MS LUKE: This 61-year-old woman was
diagnosed during a routine screening mammogram with a 1.9-centimeter, poorly differentiated invasive ductal carcinoma with
involved margins and one positive lymph
node. The tumor was ER/PR-positive and
HER2-negative. A second surgical intervention was done to clear the margins, and
this was followed by local radiation therapy.
The patient has a family history of breast
cancer, with a 38-year-old daughter diagnosed a few years ago and a paternal aunt
also with a history of breast cancer. She is
an independent, headstrong woman who
made it clear during our first meeting that
she did not want chemotherapy.
DR LOVE: What was that based on?
MS LUKE: She saw her daughter and aunt
go through chemotherapy, and those were
vivid memories for her. Her daughter is still
NED and received AC for four cycles.
DR LOVE: What specifically happened
with her daughter, and what problems
occurred with the chemotherapy?
MS LUKE: Nausea, vomiting, hair loss,
fatigue, a change in her body image and
disassociation from family involvement.
The daughter, at the time, had a two-year-old little girl at home.
DR LOVE: Can you tell us more about the
patient?
MS LUKE: She is married and recently
retired.
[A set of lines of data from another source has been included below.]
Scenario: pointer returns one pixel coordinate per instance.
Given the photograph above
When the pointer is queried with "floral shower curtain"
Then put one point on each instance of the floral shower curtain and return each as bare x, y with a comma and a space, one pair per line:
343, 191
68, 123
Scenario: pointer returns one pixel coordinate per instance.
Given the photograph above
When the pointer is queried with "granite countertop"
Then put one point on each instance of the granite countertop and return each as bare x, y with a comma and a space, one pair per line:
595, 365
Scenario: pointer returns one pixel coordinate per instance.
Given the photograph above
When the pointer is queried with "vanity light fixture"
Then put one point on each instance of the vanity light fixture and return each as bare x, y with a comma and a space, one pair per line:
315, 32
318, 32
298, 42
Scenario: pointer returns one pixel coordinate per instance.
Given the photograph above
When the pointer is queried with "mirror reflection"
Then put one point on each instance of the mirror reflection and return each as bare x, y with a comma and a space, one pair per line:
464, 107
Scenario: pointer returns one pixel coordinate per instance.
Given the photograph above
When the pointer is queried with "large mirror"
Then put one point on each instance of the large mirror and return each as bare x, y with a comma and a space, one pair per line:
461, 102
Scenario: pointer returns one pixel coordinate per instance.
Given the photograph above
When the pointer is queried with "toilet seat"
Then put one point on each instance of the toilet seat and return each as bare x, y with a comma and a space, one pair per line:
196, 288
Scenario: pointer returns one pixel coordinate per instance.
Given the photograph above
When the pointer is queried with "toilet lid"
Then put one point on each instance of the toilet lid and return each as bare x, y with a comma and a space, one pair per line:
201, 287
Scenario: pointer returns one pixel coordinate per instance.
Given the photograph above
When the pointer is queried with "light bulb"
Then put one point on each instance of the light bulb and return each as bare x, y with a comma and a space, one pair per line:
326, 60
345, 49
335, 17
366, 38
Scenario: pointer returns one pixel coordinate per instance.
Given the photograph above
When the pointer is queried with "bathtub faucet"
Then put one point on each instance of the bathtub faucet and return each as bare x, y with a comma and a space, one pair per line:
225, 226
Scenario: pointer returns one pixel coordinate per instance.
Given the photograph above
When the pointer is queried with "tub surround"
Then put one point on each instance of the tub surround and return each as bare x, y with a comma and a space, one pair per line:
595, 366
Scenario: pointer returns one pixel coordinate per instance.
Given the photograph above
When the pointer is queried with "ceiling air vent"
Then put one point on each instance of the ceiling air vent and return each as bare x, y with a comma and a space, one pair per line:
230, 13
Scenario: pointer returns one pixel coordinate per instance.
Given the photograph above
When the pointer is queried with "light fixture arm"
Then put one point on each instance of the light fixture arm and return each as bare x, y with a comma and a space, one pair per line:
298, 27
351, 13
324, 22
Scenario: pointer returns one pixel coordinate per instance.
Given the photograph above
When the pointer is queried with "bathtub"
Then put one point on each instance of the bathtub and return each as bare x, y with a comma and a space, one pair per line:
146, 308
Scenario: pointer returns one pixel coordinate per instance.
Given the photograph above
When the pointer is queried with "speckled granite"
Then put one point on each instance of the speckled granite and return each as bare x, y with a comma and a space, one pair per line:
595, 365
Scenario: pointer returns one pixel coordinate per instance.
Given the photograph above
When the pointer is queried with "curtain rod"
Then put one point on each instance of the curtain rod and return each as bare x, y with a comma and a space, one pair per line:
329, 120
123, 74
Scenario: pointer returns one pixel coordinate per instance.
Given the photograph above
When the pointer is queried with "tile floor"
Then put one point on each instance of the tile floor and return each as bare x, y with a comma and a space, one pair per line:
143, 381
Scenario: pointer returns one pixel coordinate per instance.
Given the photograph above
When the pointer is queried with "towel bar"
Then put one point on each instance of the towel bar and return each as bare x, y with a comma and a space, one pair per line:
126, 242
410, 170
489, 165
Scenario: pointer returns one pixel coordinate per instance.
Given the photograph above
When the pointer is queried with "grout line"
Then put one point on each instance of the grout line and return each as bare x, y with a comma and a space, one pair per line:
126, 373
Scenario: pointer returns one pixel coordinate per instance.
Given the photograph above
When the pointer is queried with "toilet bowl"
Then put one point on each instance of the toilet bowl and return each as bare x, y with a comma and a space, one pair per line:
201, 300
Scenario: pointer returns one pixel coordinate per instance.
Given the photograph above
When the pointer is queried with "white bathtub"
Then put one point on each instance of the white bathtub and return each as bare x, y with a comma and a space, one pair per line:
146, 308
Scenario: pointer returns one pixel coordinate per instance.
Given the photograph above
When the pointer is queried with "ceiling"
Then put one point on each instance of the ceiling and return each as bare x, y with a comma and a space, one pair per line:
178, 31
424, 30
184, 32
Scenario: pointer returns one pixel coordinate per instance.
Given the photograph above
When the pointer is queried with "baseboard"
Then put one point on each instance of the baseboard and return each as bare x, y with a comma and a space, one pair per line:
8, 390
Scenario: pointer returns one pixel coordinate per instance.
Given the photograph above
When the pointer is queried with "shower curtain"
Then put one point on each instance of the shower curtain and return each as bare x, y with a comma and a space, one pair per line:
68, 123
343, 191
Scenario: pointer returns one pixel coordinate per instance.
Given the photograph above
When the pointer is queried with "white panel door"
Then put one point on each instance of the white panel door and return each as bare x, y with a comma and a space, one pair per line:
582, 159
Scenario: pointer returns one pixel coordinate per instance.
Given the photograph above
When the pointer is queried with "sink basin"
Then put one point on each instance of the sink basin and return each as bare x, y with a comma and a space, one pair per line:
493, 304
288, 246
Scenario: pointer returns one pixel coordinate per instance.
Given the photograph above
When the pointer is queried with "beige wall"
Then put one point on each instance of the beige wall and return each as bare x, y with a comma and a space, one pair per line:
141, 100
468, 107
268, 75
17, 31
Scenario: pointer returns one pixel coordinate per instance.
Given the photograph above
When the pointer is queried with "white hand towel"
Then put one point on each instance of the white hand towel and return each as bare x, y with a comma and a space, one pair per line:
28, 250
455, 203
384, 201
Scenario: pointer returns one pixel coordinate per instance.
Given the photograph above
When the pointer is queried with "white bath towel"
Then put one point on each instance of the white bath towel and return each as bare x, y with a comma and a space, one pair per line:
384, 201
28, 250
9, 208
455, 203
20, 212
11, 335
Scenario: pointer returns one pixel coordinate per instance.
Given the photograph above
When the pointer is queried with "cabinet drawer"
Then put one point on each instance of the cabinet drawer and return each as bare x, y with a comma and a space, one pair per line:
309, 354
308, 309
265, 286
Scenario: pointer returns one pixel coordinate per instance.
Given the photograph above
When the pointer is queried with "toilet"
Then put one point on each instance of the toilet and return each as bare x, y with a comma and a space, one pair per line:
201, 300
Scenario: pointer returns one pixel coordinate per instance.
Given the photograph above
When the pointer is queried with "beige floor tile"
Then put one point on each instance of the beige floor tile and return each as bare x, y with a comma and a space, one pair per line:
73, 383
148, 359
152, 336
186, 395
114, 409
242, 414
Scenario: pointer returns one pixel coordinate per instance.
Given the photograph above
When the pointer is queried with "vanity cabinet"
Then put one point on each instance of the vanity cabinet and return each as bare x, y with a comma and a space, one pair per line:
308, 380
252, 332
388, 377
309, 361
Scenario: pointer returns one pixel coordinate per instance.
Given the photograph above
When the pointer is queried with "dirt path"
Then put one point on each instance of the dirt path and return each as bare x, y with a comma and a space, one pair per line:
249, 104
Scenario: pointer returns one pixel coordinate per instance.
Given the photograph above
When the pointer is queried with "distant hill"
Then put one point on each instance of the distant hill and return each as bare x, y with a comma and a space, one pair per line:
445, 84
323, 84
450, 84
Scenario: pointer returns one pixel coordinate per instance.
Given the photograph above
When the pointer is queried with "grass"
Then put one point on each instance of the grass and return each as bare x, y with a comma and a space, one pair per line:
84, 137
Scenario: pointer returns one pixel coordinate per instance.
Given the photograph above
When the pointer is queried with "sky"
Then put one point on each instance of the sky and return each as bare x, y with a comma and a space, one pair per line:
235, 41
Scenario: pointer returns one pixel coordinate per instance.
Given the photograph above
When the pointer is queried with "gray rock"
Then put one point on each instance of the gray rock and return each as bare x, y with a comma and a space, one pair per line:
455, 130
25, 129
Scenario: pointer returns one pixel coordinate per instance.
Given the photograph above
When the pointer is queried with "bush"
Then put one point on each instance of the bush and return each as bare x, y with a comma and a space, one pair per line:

Her husband was trying to be as
supportive of his wife as he could, while
also expressing the fact that it was difficult
for both of them to have seen their daughter
go through diagnosis and treatment.
DR LOVE: In your practice in these kinds
of situations, do you offer patients specific
numbers about their risk of recurrence and
how that’s affected by therapy? A lot of
people use Peter Ravdin’s Adjuvant! Online
model (Olivotto 2005). Do you generally
use that?
MS LUKE: My colleague and I use Adjuvant! Online, and we went through that
process with this patient.
DR LOVE: Gary, globally, for a patient
with one positive node and ER/PR-positive, HER2-negative disease, what would
you roughly calculate the risk for recurrence to be, and how might that be affected
by chemotherapy and hormonal therapy?
DR LYMAN: Although it’s just barely a T1
tumor, there is a positive node, and she is
clearly at risk, and we would want to offer
her adjuvant options.
In this setting, particularly with strong
reluctance to consider chemotherapy, we
do believe we have a fallback position with
adjuvant hormonal therapy, but I would
present to the patient the real risk of
recurrence.
We give a range of numbers that would
probably incorporate about 20 to 30 percent
risk of recurrence over a five-to 10-year
period, even with hormonal therapy.
I think you have to be honest with patients.
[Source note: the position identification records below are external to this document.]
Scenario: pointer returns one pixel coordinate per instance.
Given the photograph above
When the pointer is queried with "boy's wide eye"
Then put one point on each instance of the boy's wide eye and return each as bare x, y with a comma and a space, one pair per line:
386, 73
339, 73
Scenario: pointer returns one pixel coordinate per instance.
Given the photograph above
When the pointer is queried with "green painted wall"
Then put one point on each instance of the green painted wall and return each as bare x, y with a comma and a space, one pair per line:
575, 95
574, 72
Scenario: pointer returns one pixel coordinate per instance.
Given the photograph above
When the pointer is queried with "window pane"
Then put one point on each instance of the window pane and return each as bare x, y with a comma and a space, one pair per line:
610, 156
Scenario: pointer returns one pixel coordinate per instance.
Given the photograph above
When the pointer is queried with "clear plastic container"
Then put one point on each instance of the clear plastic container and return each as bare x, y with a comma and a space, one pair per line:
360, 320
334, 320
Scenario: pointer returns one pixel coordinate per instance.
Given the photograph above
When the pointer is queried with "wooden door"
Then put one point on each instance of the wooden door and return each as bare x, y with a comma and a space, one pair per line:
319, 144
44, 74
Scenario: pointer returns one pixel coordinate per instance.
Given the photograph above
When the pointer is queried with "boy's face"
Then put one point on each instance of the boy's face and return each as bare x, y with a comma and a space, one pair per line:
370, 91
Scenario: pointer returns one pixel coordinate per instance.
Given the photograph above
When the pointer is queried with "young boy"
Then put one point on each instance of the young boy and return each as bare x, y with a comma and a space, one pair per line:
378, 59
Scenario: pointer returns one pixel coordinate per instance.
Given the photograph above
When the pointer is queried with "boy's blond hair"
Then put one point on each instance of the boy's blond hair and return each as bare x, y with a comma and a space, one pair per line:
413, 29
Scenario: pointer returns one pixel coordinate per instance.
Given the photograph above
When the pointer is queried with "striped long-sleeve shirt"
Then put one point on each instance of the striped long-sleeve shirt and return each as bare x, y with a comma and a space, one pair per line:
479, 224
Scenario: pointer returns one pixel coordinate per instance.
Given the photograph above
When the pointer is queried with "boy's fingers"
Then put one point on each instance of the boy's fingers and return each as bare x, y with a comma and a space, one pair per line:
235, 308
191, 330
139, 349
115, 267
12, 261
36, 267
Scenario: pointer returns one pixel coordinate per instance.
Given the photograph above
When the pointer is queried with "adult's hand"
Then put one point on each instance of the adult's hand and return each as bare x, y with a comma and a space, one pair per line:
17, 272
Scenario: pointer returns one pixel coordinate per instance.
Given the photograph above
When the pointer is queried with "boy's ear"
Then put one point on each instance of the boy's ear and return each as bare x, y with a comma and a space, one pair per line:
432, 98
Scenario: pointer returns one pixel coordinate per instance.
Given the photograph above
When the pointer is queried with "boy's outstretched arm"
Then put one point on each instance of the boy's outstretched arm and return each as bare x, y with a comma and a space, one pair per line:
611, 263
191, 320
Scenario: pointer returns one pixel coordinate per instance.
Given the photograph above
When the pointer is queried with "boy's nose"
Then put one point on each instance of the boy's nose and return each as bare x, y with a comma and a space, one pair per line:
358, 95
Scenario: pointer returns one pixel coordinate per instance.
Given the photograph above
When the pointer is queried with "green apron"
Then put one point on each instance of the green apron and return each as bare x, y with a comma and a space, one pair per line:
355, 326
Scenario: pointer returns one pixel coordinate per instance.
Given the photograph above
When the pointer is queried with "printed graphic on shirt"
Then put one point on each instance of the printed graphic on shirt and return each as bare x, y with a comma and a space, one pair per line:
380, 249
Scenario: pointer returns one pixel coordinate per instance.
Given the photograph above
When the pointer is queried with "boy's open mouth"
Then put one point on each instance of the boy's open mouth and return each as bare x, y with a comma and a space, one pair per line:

Each one belongs to one of the following
groups: Those who aren’t going to experience recurrence even if they don’t take chemotherapy, those who are going to experience recurrence even if they do take it,
and those who will avoid recurrence by
receiving chemotherapy. We cannot tell her which of these groups she falls into; therefore, you have to offer treatment for the
possibility that she is in the third group.
DR LOVE: What if the patient tried to pin
you down and said, “Okay, you’re saying
it’s a 20 to 30 percent chance of recurrence,
but what will it be if I take chemotherapy?”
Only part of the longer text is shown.